Journal logo

They Say "We're Data-Driven," I Hear: "We're Stale"

Don't let your marketing go stale

By Paul BoksermanPublished about a year ago 4 min read
Like

Marketers drizzle the phrase "data-driven" across their website like a glob of ranch dressing over salad from a franchised pizza place.

I've interviewed dozens of marketing professionals over the years, and 87.3% of the time, when they say "we're data-driven," I hear: "we're stale." The conversation invariably goes the same way. Jargon jargon jargon; then you ask a thought-provoking question to tease out perspective and style and quickly notice a distinct lack of critical thought behind their strategy. Every question prompting a creative answer is met with a lifeless number or case study.

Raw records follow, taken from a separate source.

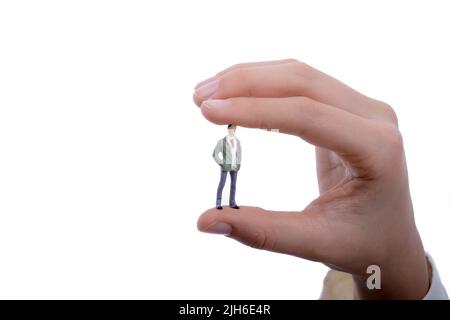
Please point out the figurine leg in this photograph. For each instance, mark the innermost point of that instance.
(223, 178)
(233, 175)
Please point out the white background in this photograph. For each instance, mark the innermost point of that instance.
(105, 162)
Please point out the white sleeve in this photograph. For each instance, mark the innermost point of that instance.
(437, 290)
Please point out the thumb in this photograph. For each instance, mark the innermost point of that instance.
(295, 233)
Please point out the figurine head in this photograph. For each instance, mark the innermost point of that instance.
(231, 129)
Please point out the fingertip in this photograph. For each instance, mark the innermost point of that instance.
(205, 220)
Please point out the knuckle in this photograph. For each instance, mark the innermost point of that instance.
(260, 240)
(301, 69)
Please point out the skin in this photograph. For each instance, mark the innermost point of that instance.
(364, 214)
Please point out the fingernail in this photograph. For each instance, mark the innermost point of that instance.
(216, 103)
(207, 90)
(202, 83)
(218, 228)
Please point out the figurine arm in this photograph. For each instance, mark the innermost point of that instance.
(217, 151)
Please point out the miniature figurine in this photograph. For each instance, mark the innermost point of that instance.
(230, 149)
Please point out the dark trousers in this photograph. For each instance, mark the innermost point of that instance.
(223, 179)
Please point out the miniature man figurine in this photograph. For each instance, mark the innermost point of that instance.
(230, 148)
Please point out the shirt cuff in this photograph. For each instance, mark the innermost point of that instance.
(436, 290)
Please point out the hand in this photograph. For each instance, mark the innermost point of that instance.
(364, 214)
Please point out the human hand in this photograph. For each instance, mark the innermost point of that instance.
(364, 214)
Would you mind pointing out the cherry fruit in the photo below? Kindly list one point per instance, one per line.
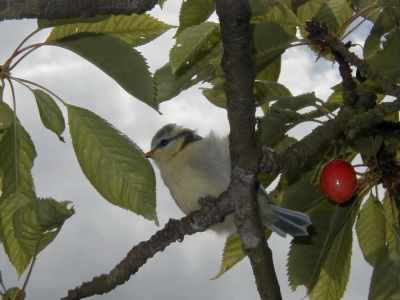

They treat statistical significance as law because we all know there are no avenues for bias to enter data analysis. They treat consumer psychology as a rule book because people just love being treated like numbers. It's like ordering a 4-course meal from a vending machine because it has "Made Fresh!" in bright, bold letters across the front. The claim is technically true, but the result is rarely worth it

I'm not discrediting data or the people who collect, clean, validate, and analyze it. Data analysis has textured nuance revealed only through experience and depth of flavour from steeping creativity. Obviously, there's benefit to sampling a population and leveraging the results to

  • Develop standards for what we've learned doesn't work;
  • Objectively settle debates of personal taste without involving HR;
  • Derive interesting questions from unexpected results;
  • Highlight trends and opportunities we'd otherwise miss.

But most marketers use data as a crutch to overcompensate for tone-deaf style. They're chefs who let their knives write the menu. Blind optimization leads to fast food; creative ideation and masterful execution lead to a Michelin star.

What makes a brand memorable?

Recall an experience, personal or professional. Maybe it's a story you love to tell new friends.

Can you pinpoint why your story is so memorable?

Odds are you carry that memory because of how every detail came together, not because of any one element. In most situations, you can't point to one thing and say, "that's it!" even if there was one detail adhering the memory to your conscious mind.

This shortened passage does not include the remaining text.